Smith homomorphisms and Spin$^h$ structures

TL;DR

This paper establishes new isomorphisms in bordism theory for manifolds with spin$^h$ structures, using Smith homomorphisms and twisted spin structures, answering open questions and providing geometric insights.

Contribution

It proves a Smith isomorphism relating spin$^h$ bordism and pin$^{h-}$ bordism, and explains an isomorphism between spin$^c$ and spin$^h$ bordism after localization, advancing the understanding of bordism for spin$^h$ structures.

Findings

Established Smith isomorphism between reduced spin$^h$ bordism and pin$^{h-}$ bordism.

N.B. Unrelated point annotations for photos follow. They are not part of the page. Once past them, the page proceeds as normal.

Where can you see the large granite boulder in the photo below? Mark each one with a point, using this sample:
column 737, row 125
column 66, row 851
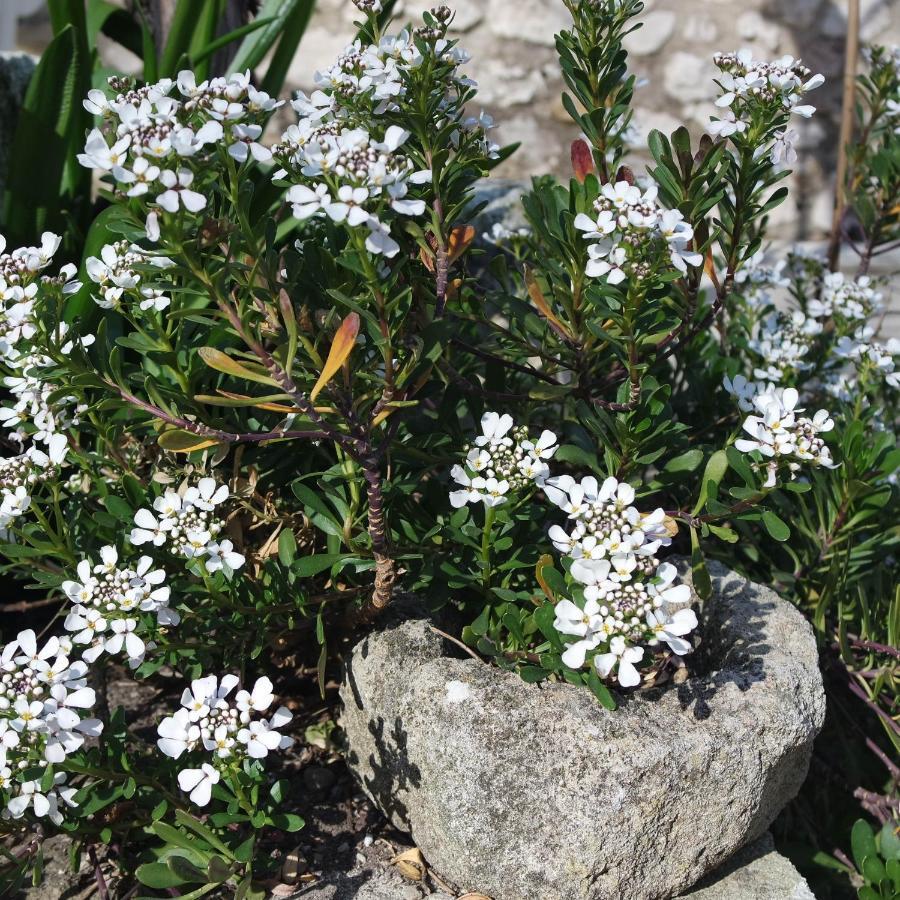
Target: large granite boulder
column 535, row 792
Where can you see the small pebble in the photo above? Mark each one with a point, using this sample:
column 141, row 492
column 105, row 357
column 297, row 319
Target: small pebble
column 318, row 779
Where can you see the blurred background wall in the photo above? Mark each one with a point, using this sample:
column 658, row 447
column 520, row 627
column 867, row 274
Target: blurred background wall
column 511, row 42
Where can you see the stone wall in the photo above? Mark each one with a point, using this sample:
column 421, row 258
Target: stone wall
column 514, row 62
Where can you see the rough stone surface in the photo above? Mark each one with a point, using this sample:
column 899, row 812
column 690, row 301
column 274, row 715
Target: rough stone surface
column 757, row 872
column 15, row 73
column 530, row 792
column 514, row 62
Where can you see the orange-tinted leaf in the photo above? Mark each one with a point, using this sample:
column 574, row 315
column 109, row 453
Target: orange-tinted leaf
column 582, row 159
column 545, row 561
column 538, row 299
column 460, row 239
column 179, row 441
column 343, row 342
column 222, row 362
column 710, row 267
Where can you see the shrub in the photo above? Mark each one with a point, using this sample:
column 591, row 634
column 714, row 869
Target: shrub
column 256, row 413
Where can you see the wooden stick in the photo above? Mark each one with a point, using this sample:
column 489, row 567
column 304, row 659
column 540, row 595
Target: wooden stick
column 848, row 112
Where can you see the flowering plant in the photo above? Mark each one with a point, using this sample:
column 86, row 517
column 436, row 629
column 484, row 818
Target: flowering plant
column 645, row 380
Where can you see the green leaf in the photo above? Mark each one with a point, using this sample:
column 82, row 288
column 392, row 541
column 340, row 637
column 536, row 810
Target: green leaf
column 287, row 821
column 686, row 462
column 699, row 572
column 319, row 562
column 600, row 690
column 287, row 547
column 157, row 875
column 889, row 841
column 775, row 526
column 862, row 842
column 712, row 476
column 46, row 185
column 185, row 869
column 292, row 32
column 181, row 32
column 255, row 46
column 219, row 871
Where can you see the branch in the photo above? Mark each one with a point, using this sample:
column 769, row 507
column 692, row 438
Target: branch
column 201, row 430
column 851, row 53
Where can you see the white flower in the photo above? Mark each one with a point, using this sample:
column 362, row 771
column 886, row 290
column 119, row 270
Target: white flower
column 622, row 658
column 222, row 556
column 177, row 734
column 198, row 783
column 262, row 736
column 99, row 155
column 783, row 148
column 178, row 192
column 670, row 629
column 140, row 176
column 257, row 700
column 246, row 144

Provided geometric explanation for isomorphism between spin$^c$ and spin$^h$ bordism groups.

Developed a general theory of twisted spin structures and Smith homomorphisms with explicit long exact sequences.

Abstract

In this article, we answer two questions of Buchanan-McKean (arXiv:2312.08209) about bordism for manifolds with spin$^h$ structures: we establish a Smith isomorphism between the reduced spin$^h$ bordism of $\mathbb{RP}^\infty$ and pin$^{h-}$ bordism, and we provide a geometric explanation for the isomorphism $\Omega_{4k}^{\mathrm{Spin}^c} \otimes\mathbb Z[1/2] \cong \Omega_{4k}^{\mathrm{Spin}^h} \otimes\mathbb Z[1/2]$. Our proofs use the general theory of twisted spin structures and Smith homomorphisms that we developed in arXiv:2405.04649 joint with Devalapurkar, Liu, Pacheco-Tallaj, and Thorngren, specifically that the Smith homomorphism participates in a long exact sequence with explicit, computable terms.